Mark Mech writes:

There was a similar fiber available in cloth from a British source,
I think it was called Dynel or something similar.
The home built boat community liked it for the final
layer on the bottom of the boat. It was so abrasion
resistant that you could beach the boats with very little
wear. This would probably be good on the skid area
of slopers......

Dynel was something else, a form of Dacron if I remember correctly. It was also a bad idea for primary structure in composite construction, but for an entirely different reason.


The basic idea in a fiber composite is to have some strong, stiff fibers to carry the loads, and some sort of matrix material to hold the fibers in position. The key is that the fibers must be much stiffer than the matrix material or else the matrix does all the work and the fibers are along for the ride.
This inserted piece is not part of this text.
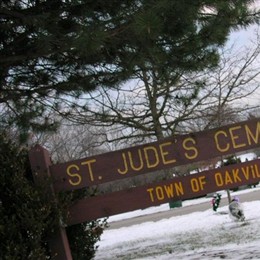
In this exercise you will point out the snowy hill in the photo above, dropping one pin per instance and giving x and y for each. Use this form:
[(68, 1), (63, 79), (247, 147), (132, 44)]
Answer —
[(199, 235)]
For example, consider concrete reinforced with steel rods. The concrete holds the rods in position, but the much stiffer steel rods do most of the work of carrying the loads.

Now imagine concrete reinforced with rubber rods. Perhaps the rubber rods are indeed capable of carrying quite a bit of load, but by the time you stretch them far enough to start carrying that load, the concrete has long since cracked and crumbled away. The matrix tried to do all the work, the fibers didn't do their job, and the matrix (and therefore the structure) failed.

This was the problem with Dynel. It's less stiff than epoxy, so the epoxy tries to do all the work. It would actually be stronger to use just epoxy by itself, at least you'd have a greater amount of epoxy in the same total volume. I remember a seminar by Burt Rutan I attended years ago. Someone asked him his opinion of the Dynel/epoxy used in the KR-2 homebuilt (which fortunately just used the composite for the outer shell for shape, but used wood for the primary load-bearing structure). His comment was that "The Dynel is a great way to hold the epoxy in place while it cures."